Question

solve the following system of linear equations using Cramer's rule x+y=0, y+z=1, z+x=3

Answer 1

take, x+y+y+z+z+x=4
(x+y)+(x+y)+2z=4
0+0+2z=4
z=2
z+x=3
x=3-2=1
x+y=0
1+y=0
y=-1
I think this may help you

Answer 2

→The given system of equations are:

x+y =0

y+z = 1

z+x=3

The system of equation written in Matrix form is given by

→A X = B, where A = $\begin{pmatrix}1 &1  &0 \\ 0 &1  &1 \\ 1 &0  &1 \end{pmatrix}\end{matrix}$, X =$\begin{pmatrix}x\\ y\\ z\end{pmatrix}$ and B = $\begin{pmatrix}0\\ 1\\ 3\end{pmatrix}$

→X = $A^{-1}B$

and , $A^{-1}=\frac{Adjoint A}{Determinant A}$

Determinant A = 1 ×(1-0) -1(0-1)=1+1=2

To find Adjoint A, we will find the cofactor of matrix A and then take transpose of it.

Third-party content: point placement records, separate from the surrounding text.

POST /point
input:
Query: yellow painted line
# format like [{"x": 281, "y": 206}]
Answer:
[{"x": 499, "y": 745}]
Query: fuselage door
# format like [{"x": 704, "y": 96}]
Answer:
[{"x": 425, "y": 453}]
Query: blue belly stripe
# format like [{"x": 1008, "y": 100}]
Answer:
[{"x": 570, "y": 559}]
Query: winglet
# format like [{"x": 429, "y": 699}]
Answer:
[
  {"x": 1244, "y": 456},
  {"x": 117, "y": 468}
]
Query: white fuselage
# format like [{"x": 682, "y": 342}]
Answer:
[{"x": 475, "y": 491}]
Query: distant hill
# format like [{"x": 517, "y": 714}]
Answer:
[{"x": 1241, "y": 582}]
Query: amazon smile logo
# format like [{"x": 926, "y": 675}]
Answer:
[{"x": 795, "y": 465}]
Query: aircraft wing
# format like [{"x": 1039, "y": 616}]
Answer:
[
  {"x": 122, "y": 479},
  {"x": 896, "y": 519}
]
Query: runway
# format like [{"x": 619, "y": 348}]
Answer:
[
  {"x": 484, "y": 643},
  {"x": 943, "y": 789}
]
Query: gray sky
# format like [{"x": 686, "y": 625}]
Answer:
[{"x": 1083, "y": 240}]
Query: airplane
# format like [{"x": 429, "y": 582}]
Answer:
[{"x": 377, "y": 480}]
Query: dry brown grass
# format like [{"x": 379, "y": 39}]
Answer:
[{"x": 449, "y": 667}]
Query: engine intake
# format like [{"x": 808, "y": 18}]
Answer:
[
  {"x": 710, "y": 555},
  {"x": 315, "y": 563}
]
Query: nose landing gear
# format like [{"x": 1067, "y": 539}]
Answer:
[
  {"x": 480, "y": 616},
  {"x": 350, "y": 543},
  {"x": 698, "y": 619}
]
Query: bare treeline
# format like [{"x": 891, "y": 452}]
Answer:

→Cofactor of Matrix A = Transpose of $\begin{pmatrix}1 &1  &-1\\ -1 &1  &1 \\ 1 &-1  &1 \end{pmatrix}\end{matrix}$ =$\begin{pmatrix}1 &-1  &1 \\ 1 &1  &-1 \\ -1 &1  &1 \end{pmatrix}\end{matrix}$

→Now, $A^{-1}B =\begin{pmatrix}2\\ -2\\ 4\end{pmatrix}$

→$\frac{A^{-1}.B}{Det.A}=\begin{pmatrix}x\\ y\\ z\end{pmatrix}=\frac{\begin{pmatrix}2\\ -2\\ 4\end{pmatrix}}{2}\\\\<strong>x=1, y=-1,z=2,$ which is desired result.